La Maldición del Corazón Herrante.

Prólogo: El Deseo Prohibido

Mi abuela solía decir que nacer Thorne era nacer con las raíces en el pantano y las alas atadas al cielo. Somos tejedoras de la noche, guardianas de secretos más viejos que la luna sobre los bosques de Hemlock Grove. Pero yo, Elara Thorne, quería ser solo una chica, no la portadora del destino de mi aquelarre. Quería amar sin tener que consultar a los ancestros o medir el riesgo en onzas de sangre y ceniza.

Mi madre, Morgana, jamás comprendió ese anhelo. Para ella, el amor era un acuerdo, una transacción de poder, un medio para preservar la magia.

—Elara —me dijo un día, con sus ojos color obsidiana clavados en los míos, el aire en la cabaña olía a tomillo seco y a peligro—, un corazón de bruja no es para el juego humano. No es un juguete que regalar. Es un pozo de poder.

Pero ella hablaba desde el frío púlpito de su inmortalidad. Yo, con mis diecinueve años, solo sentía el fervor ardiente, la necesidad de un latido que no fuera el de mi propia soledad ancestral. Y ese latido, el que rompía mi paz y, sin saberlo, mi destino, pertenecía a Julian Miller, el boticario del pueblo.

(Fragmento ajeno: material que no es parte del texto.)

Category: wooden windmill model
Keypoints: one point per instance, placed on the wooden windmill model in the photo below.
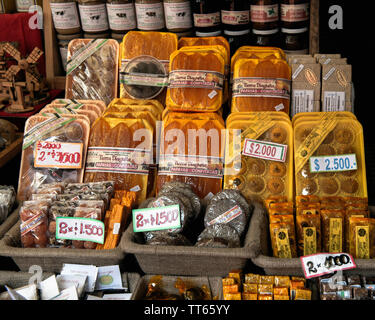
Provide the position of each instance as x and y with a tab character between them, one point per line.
33	81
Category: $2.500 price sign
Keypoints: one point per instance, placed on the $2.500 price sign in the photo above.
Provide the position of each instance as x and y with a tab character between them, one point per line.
333	163
63	155
265	150
154	219
80	229
325	263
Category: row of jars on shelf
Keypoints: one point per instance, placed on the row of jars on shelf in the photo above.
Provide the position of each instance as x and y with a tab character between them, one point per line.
206	17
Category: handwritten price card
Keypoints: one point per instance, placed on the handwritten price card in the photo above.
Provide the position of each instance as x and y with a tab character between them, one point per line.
154	219
62	155
80	229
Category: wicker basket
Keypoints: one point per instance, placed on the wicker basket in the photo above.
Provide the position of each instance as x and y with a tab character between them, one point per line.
15	279
261	252
52	259
186	260
168	283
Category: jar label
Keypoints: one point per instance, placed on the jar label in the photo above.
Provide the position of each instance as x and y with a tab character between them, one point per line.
264	14
118	160
261	87
235	17
283	244
196	79
295	12
178	15
150	16
207	20
94	18
65	15
121	16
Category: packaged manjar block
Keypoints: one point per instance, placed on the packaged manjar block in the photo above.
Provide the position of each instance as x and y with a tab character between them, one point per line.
120	150
54	150
259	157
362	238
329	157
92	70
196	80
261	85
191	151
157	47
309	235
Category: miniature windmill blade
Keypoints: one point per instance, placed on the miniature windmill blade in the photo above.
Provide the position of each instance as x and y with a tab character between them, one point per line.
12	71
8	48
34	55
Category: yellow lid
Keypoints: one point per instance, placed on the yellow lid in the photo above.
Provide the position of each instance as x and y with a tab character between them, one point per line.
258	177
329	135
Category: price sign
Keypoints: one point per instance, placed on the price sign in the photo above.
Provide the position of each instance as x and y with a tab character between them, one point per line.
80	229
325	263
265	150
50	154
154	219
333	163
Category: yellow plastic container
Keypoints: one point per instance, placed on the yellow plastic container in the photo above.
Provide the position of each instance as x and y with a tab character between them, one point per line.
259	177
261	85
196	80
329	135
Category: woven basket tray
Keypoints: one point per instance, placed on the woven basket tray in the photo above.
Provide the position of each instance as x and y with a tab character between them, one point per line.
52	259
261	252
186	260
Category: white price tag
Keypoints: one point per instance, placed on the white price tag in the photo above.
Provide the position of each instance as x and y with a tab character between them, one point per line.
333	163
265	150
58	155
153	219
80	229
325	263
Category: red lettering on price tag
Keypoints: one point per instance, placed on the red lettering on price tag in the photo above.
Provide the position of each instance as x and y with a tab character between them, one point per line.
154	219
265	150
80	229
63	155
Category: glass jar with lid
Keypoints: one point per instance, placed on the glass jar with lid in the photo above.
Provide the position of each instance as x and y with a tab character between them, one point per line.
121	15
65	16
93	15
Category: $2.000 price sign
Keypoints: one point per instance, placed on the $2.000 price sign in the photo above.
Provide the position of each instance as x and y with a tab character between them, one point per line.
333	163
63	155
265	150
154	219
80	229
318	265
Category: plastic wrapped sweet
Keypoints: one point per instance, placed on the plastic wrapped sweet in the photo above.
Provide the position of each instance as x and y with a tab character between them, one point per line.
261	85
196	80
92	73
34	225
219	236
7	200
50	130
113	154
331	134
191	151
158	45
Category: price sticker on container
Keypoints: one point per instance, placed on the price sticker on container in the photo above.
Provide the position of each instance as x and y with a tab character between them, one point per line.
62	155
318	265
265	150
80	229
333	163
154	219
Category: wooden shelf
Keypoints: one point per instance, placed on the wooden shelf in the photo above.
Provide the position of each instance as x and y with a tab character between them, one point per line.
55	73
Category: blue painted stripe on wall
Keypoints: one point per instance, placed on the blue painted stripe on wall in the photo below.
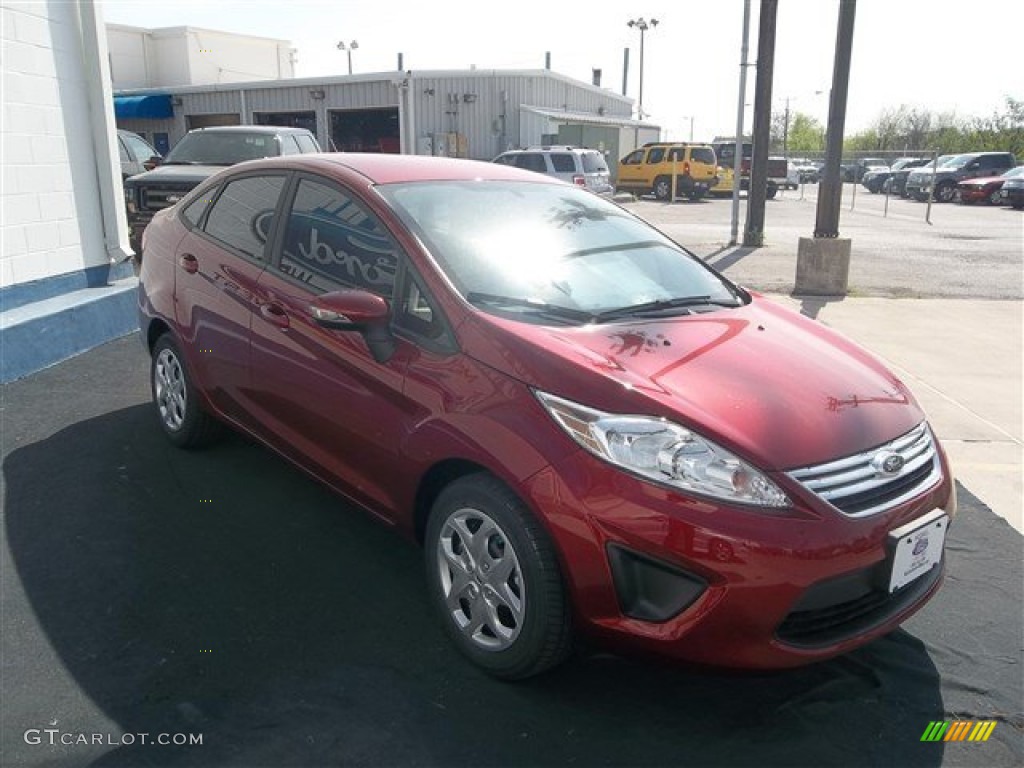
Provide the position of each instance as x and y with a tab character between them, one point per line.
20	294
47	339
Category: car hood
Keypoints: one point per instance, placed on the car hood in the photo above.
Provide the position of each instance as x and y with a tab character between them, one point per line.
176	174
777	388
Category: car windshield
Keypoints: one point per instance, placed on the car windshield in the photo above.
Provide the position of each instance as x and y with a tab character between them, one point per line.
542	252
225	147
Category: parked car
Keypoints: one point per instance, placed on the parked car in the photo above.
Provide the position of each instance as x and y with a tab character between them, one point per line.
777	169
137	155
1013	192
986	188
855	171
587	427
809	174
577	166
897	180
973	165
875	178
650	169
199	155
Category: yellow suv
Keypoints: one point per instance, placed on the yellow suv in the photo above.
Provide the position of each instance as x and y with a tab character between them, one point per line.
649	170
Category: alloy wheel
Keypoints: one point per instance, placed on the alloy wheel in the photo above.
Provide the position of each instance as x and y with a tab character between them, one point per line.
169	387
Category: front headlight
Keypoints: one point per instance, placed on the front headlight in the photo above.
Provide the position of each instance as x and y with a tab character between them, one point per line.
665	453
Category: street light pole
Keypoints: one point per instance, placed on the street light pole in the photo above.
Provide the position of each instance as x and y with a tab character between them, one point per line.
642	25
348	49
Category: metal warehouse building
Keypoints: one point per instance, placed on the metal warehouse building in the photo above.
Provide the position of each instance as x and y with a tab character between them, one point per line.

Lo conocí un atardecer, buscando menta para un hechizo de sueño, fingiendo un dolor de cabeza ante su mostrador. Sus manos, manchadas de tinturas de hierbas y resinas, olían a tierra fértil y a promesas olvidadas. Era rubio, con ojos color miel que me miraban sin recelo, sin percibir el olor a bruja que mi linaje destilaba.

—¿Segura que es solo dolor de cabeza, señorita Thorne? —preguntó, entregándome el frasco con una etiqueta escrita con su caligrafía elegante—. Sus ojos dicen otra cosa. Dicen tormenta.

Mi alma se hundió en su mirada. En ese instante, supe que estaba perdida. No importaban los pactos oscuros ni la sangre que corría por mis venas. Quería la tormenta que él ofrecía. Y mi deseo, el más simple y humano de todos, sería mi ruina.